Vogelpotten

Al sinds de middeleeuwen maken pottenbakkers in heel Europa vogelnestpotten. In de meeste gevallen ging het om spreeuwen-  en mussenpotten. Ze werden voor meerdere doeleinden gebruikt. Zo werden ze gebruikt om de vetgemeste jonge vogels er juist voor het uitvliegen ter consumptie uit te halen. Aan kerk- en kasteelmuren werden vaak grote aantallen spreeuwen-  en mussenpotten opgehangen om te voorkomen dat de vogels binnen gingen nestelen. Het gekwetter en de uitwerpselen konden flink wat overlast geven. Aan graanmolens en graanschuren werden vogelpotten opgehangen om de eieren te kunnen rapen, teneinde schade aan de graanvoorraad tegen te gaan.

Vandaag de dag biedt de vogelpot vooral nestgelegenheid aan vogels, die door de moderne huizenbouw steeds minder natuurlijke nestplekken vinden.
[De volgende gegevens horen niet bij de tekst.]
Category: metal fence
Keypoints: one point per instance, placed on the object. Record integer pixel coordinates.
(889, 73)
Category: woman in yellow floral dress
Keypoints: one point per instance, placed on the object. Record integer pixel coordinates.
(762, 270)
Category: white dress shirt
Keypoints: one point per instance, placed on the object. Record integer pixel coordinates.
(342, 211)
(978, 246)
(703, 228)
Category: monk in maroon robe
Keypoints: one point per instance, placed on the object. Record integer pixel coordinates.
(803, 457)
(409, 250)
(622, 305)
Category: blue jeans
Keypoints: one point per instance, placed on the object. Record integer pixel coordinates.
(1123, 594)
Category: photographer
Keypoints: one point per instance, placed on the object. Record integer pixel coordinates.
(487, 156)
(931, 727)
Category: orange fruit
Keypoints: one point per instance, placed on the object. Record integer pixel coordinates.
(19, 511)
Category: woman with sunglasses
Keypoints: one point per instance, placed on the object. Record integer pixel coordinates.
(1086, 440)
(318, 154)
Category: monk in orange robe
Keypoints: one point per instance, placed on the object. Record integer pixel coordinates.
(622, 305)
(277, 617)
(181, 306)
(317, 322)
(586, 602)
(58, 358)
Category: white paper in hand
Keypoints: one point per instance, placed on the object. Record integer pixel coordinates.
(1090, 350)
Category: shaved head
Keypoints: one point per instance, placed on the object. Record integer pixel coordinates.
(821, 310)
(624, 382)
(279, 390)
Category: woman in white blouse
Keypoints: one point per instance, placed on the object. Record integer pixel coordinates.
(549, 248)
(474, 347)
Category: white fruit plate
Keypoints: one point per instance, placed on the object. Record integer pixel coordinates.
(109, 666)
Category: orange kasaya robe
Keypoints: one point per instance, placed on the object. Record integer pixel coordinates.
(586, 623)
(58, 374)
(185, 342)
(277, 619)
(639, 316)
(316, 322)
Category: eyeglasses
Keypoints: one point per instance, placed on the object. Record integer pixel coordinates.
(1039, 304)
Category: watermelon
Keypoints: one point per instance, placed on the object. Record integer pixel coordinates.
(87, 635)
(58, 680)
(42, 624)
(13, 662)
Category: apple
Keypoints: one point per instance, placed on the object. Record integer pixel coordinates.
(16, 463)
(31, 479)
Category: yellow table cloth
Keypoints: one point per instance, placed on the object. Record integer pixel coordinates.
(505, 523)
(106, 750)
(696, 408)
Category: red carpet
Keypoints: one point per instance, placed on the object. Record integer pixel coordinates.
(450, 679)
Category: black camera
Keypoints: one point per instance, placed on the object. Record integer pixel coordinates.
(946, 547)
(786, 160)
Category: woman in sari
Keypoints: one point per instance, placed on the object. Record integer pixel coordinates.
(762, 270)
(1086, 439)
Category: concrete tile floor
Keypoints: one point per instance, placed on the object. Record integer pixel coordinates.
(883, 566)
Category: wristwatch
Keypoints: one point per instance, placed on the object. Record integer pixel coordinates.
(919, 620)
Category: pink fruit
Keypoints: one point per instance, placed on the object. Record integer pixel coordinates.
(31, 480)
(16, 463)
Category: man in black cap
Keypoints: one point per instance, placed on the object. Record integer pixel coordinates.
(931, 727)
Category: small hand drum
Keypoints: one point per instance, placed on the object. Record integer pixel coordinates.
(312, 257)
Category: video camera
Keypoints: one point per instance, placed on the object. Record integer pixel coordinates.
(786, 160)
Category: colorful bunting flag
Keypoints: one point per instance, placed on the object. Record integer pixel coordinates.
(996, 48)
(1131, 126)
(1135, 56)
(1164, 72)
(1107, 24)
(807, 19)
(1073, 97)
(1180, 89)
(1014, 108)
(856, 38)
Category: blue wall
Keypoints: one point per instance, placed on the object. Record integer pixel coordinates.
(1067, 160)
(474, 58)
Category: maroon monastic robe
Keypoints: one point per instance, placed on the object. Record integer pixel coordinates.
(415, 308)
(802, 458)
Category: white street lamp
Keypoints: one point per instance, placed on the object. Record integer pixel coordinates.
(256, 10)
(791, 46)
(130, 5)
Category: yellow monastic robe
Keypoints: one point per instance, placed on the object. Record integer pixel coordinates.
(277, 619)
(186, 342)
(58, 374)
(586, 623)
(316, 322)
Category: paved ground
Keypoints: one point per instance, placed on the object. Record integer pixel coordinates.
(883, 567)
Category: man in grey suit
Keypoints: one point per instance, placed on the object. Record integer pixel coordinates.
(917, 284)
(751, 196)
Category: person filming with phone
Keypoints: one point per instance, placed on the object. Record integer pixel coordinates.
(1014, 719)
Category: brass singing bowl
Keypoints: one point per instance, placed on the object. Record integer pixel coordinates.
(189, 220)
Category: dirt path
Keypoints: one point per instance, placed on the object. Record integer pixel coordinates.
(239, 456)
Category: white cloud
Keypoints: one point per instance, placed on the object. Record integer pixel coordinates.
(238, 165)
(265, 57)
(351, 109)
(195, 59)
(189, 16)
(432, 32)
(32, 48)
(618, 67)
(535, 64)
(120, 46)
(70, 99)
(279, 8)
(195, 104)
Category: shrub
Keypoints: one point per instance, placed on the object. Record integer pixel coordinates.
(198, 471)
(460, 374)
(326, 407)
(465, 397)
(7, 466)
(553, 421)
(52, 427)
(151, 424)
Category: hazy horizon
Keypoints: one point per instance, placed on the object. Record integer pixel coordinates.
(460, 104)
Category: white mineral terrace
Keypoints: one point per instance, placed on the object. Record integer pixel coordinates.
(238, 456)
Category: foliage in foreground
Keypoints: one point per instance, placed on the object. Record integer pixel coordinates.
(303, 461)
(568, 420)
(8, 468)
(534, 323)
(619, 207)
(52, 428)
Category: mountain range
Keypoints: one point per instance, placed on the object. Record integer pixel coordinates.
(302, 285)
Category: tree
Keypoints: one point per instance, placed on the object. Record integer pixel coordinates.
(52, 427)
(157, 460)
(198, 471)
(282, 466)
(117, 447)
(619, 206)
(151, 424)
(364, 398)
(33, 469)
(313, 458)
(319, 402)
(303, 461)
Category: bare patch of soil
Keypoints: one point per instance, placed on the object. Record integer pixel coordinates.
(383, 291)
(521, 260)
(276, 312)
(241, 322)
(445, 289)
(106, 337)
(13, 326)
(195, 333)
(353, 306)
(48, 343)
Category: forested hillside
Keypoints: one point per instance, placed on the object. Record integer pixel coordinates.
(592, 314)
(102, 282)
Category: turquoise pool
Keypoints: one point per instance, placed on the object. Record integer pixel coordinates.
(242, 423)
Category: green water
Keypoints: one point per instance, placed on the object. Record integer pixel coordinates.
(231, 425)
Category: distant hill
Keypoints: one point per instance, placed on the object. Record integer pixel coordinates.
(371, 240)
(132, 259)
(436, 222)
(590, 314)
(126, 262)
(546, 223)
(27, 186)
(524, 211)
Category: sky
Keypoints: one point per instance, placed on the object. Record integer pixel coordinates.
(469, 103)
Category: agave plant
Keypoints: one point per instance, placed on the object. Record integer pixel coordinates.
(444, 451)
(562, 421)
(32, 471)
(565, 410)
De oervorm van de Nederlandse vogelpot is een bolle kruik met een smalle hals, die aan één kant afgeplat is en daarmee op z’n kant aan de muur hangt. De doorsnede van de invliegopening bepaalt welke vogel er gebruik van gaat maken, tussen de 26 en 32 mm voor de verschillende mezensoorten, 40 mm voor mussen en 45 mm voor spreeuwen.

Al meer dan 25 jaar maak ik met veel plezier vogelpotten. Natuurlijk maak ik de klassieke spreeuwen- en mussenpotten. Daarnaast heb ik een paar nieuwe modellen voor mezen ontwikkeld, die, naar reacties van klanten te oordelen, met veel enthousiasme door de internationale mezengemeenschap zijn begroet en in gebruik genomen.

Natuurlijk zijn de potten vorstbestendig en kunnen ze het hele jaar buiten hangen.

Hang uw vogelpot bij voorkeur met de opening naar het oosten of zuid oosten. Hierdoor hebben de vogels het minste last van de overwegend westenwind in het broedseizoen. Ook zullen ze minder last van inregenen hebben.

Mezen nestelen tussen de 2 en 3 m hoogte. Ze hebben graag uitzicht op een boom of grote struik.

Spreeuwen en mussen nestelen graag hoog (4 – 6 m) en in groepen. Hang daarom meerdere spreeuwen- en/of mussenpotten bv. onder de dakrand.